ADONIS, CONCERTO PER GERUSALEMME
di
Roberto Taioli
Adonis
Il
Concerto per Gerusalemme, composto a Parigi nel 2012, è prima di tutto
un atto d’amore verso questa particolarissima città che ospita tra le sue mura
le radici di tre religioni che hanno segnato e segnano la storia dell’umanità,
l’ebraismo, il cristianesimo e l’islamismo. Città divisa e lacerata, e al contempo
unita per la sacralità che la pervade, Gerusalemme nei versi di Adonis assurge
a cifra simbolica del conflitto che sembra non avere mai fine, ma anche di una
speranza, di una fiammella che non muore. Potranno mai le sue membra ferite e
vilipese ritrovare l’armonia di un corpo, di una immagine complessa,
stratificata nel profondo delle viscere della storia, ma integra e solenne? Adonis,
nato in Siria nel 1930, è uno dei massimi poeti dei nostri giorni, da molti
anni trasferitosi a Parigi, autore di una lunga catena di opere poetiche
pubblicate in Italia dall’editore Guanda. Profondo conoscitore anche della
tradizione poetica occidentale, la sua musica (nel poemetto la poesia è simile
al ritmo musicale) non disdegna di penetrare nei più profondi anfratti della
storia, svelandone le oscurità e i disinganni. Nel Concerto già l’incipit
svela l’atteggiamento orante del poeta:
“Lassù,
lassù /guardatela pendere al collo del cielo / guardatela cingersi con le
ciglia degli angeli/. Nessuno la raggiunge con i propri piedi, / si possono
usare la fronte, le spalle, magari l’ombelico. / Scalzi bussate alla sua porta,
/ aprirà un profeta che vi insegnerà come camminare/ e inchinarvi. / Teatro
diretto da un grande saggio. / Il Signore fa tutto questo per i suoi figli”).
Occorre
pertanto un atto rituale per avvicinarsi anche solo spiritualmente a questa
città, compiere un esercizio di abbandono, di annullamento, lasciarsi permeare
e trasportare dalla forza secolare che
vi aleggia e che, nonostante le offese della storia, ancora la pervade.
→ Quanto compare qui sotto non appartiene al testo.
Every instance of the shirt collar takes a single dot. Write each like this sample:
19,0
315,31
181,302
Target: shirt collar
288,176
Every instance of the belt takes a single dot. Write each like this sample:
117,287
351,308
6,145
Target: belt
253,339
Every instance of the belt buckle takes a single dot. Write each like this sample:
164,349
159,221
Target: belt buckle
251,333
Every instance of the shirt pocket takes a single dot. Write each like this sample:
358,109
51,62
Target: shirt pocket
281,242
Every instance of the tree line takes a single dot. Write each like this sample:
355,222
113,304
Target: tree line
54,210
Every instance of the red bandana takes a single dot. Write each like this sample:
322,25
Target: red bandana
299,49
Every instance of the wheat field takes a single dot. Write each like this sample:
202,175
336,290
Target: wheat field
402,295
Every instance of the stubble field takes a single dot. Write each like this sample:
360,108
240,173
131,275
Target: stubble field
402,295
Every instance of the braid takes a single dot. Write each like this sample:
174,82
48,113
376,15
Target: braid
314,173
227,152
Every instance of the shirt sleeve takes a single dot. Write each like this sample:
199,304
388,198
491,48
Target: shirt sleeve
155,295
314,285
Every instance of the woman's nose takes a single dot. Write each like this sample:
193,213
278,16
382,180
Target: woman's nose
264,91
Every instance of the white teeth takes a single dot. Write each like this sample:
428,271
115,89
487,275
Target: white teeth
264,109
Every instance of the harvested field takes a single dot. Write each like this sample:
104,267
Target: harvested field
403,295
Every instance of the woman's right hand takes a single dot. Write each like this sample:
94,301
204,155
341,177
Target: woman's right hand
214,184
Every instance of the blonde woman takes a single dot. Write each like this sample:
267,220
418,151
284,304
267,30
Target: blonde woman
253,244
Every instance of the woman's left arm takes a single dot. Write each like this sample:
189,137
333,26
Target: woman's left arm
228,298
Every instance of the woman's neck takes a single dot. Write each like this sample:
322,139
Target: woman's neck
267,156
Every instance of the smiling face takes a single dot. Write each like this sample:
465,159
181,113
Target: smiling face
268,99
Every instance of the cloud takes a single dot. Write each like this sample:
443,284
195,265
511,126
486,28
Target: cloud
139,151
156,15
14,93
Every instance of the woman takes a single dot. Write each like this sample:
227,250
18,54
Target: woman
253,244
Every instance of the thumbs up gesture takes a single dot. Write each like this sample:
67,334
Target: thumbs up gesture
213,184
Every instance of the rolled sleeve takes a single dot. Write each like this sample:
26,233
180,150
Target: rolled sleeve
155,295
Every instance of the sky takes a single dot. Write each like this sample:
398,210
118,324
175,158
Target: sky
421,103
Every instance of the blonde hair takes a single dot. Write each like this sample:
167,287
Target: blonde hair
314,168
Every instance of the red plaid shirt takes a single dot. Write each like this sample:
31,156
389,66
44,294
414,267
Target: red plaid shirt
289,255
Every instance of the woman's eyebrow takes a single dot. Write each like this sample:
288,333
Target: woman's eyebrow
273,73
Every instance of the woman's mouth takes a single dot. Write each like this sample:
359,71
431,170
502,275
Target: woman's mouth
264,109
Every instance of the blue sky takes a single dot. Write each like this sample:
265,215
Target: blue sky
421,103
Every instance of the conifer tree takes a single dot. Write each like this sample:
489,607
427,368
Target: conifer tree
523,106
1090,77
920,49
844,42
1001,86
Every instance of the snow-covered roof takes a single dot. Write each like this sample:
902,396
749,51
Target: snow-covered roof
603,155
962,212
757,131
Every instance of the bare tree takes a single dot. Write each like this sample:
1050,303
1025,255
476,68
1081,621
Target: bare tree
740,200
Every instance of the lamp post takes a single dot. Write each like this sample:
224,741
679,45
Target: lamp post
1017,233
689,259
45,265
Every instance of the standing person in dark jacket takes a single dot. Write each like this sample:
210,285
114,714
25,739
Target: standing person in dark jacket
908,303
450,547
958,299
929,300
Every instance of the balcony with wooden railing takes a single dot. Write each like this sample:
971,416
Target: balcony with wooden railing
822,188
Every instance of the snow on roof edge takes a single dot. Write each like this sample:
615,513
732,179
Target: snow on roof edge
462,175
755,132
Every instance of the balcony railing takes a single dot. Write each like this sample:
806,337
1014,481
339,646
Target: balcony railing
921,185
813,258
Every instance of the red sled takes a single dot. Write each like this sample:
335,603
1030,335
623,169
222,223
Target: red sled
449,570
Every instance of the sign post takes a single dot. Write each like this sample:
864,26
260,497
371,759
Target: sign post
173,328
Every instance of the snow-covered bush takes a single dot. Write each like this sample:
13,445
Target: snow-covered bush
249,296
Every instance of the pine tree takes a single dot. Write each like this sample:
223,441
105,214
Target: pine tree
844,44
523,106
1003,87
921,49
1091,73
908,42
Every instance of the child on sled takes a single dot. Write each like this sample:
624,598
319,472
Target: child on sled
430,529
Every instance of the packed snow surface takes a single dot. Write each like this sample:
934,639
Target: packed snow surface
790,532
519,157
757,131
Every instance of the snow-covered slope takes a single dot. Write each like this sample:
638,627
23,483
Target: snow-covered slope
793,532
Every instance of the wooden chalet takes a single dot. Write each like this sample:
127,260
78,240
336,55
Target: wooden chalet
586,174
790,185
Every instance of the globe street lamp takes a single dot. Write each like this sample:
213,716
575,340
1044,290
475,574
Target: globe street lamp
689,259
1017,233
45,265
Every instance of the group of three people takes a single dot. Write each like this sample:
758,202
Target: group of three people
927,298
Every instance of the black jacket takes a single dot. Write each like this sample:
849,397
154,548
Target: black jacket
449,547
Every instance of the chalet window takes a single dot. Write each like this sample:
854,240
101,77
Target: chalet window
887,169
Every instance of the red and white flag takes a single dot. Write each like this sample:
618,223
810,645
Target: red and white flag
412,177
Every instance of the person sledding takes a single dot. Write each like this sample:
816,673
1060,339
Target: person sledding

Il
fascino magico di Gerusalemme sta nel trovare in essa ognuno di noi un
brandello di carne che ci appartiene.
Adonis |
Adonis al centro, Gaccione in piedi
col microfono. (Milano, 10 maggio 2005)
Adonis
è uomo e poeta scevro da ogni forma di confessionalismo integralistico eppur
critico nei confronti dell’Occidente che ha trattato Gerusalemme in nome di una
fredda ragion di Stato, senza coglierne la singolarissima cifra di sentinella e
di faro dell’umanità. Semmai Adonis rivendica le ragioni della interrelazione,
della sintesi, del dialogo tra le diverse anime che la compongono, perché non
prevalga la spada (vedasi a proposito il bellissimo saggio La preghiera e la
spada). Egli è poeta che non tema la pluralità e le differenze e che ha
teorizzato il principio dell’apertura e dell’ascolto, della connessione a tutto
ciò che vi è di umano. Durante un viaggio in Italia ebbe a pronunciare solenni
parole che fungono da dichiarazione di poetica e paradigma morale: “Sì, sono
d’accordo con Publio Terenzio Afro, Homo sum, humani nihil a me alienum puto”,
sottolineando la continuità col poeta latino ed una sorta di itinerario
spirituale dell’umanità. Tutto ciò che è
umano mi appartiene, anche quando mi proviene dall’altro. Siamo impastati dello
stesso lievito, macinati dallo stesso frantoio. E poi in una sosta a Napoli: “A
Napoli la tomba di Virgilio è accanto a quella di Leopardi, segno di una
continuità che è anch’essa una forma di dialogo attraverso lo spazio e il
tempo. In modo analogo, si può essere di religioni diverse, ma quando vediamo
la statura del Cristo velato di Giuseppe Sammartino nella Cappella Sansevero
contempliamo un’espressione dell’arte umana. L’arte aiuta a portare tutto su un
piano di profonda umanità”. Non
dimentichiamo qui, riguardo alla funzione salvifica dell’arte, il grande amore
che Adonis ebbe per Rimbaud, cui dedicò appassionate pagine.